I had plenty of interest in the question, but only one answer. Ann Emery pointed to a 2010 study by the Innovation Network about the State of Evaluation in 2010. The salient point from the report that Ann pointed out is that in an online survey of over 800 non-profit organizations across the United States, “fundraising is #1 priority in nonprofits while evaluation is #9…”.
This statistic provides some support for the open secret that organizations prefer investing in marketing over evaluation, but it doesn’t answer the second part of my original question, why do organizations choose marketing over evaluation?
While not intentionally an answer to this question, a nonprofit I have been almost working with for the last year provides some insight. This organization is relatively young, small nonprofit that has found itself a media darling in certain circles. It plays lip service to a desire to evaluate its findings but insists that anyone who look at their numbers be properly vetted (read already a believer in this agency’s approach).
Evaluators are inquisitive, and skeptical, by nature. A hypothesis test assumes there is no effect, rejecting this assumption only in the face of convincing evidence. Evaluators do the same thing.
This organization (not-uniquely) starts from the standpoint that its impact is a given. In that mindset, evaluators can only disprove your asserted greatness. Thinking of it that way, I’m not sure I’d hire an evaluator either.
An investment in marketing however brings accolades from the press, photo ops with politicians and the adoration (and financial support) of the general public. So really a choice between marketing and evaluation is a choice between fame and fortune versus the possibility of uncovering that the project you have invested in for over half a decade doesn’t do what you thought it did.

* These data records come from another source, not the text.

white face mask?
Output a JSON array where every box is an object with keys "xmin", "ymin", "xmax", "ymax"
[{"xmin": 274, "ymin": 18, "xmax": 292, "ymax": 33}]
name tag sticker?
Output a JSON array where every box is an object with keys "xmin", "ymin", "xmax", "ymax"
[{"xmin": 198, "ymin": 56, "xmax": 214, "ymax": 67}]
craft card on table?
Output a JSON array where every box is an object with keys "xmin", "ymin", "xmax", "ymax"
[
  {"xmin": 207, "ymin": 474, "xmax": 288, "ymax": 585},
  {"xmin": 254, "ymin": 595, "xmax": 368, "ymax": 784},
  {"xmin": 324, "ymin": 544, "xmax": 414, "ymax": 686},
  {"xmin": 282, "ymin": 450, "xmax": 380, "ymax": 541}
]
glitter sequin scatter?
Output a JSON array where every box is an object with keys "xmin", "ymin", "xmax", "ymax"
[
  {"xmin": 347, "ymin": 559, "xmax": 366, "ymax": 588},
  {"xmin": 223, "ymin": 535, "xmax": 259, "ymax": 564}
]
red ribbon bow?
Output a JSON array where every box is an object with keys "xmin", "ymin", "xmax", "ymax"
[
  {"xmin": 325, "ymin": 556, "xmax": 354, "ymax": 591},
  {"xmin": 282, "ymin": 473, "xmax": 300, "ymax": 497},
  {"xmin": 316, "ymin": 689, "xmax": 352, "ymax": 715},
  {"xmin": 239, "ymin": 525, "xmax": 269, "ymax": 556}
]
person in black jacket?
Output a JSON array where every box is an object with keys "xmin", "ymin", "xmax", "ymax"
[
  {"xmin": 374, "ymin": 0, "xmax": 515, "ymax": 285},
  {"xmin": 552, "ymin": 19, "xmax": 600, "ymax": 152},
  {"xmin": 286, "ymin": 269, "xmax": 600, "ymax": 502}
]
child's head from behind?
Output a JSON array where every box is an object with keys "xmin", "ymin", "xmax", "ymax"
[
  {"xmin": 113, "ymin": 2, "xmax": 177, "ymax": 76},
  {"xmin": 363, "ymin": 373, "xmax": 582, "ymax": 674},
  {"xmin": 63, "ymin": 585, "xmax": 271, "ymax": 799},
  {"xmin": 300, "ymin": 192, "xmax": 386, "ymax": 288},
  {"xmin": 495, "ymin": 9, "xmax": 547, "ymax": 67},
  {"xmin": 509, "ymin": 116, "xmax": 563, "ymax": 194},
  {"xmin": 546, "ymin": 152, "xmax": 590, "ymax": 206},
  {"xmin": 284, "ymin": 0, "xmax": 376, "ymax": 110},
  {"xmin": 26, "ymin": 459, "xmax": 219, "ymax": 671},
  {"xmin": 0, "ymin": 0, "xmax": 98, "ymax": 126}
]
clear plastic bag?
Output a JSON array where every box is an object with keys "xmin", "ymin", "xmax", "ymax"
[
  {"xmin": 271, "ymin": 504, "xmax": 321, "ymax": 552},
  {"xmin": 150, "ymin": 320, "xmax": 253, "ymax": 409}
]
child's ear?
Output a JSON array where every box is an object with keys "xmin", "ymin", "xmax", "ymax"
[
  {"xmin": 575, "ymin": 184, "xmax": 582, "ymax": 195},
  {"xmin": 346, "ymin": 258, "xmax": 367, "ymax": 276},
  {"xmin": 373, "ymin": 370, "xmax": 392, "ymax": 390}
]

In this way, choosing the marketing consultant is the only rational choice to make. Well, that is, if your organization’s logic model defines an ultimate goal of self aggrandizement. If instead your target population are the people your agencies aims to serve, and the impact theory defines causal linkages between your interventions and something other than coverage in the New York Times, then an evaluator might be an okay idea after all.
Consumer protections and false advertising
Corporations invest in evaluating their products in part because better products are more competitive in the market place, but given the indirect funding nature of nonprofits, where the service recipient is not the purchaser of services, this incentive falls apart.
However, corporations also evaluate their products as to not run afoul of the various consumer protection regulations placed on businesses, including laws against falsely advertising one’s products effects.
Imagine how different the sector would look if a similar standard were applied in the social sector. I have written before that evaluation brings truth in advertising to the social sector, but the real benefit would be to those we serve. The media story should be a secondary bi-product of a job well done. Instead, getting a good media story is the job, period.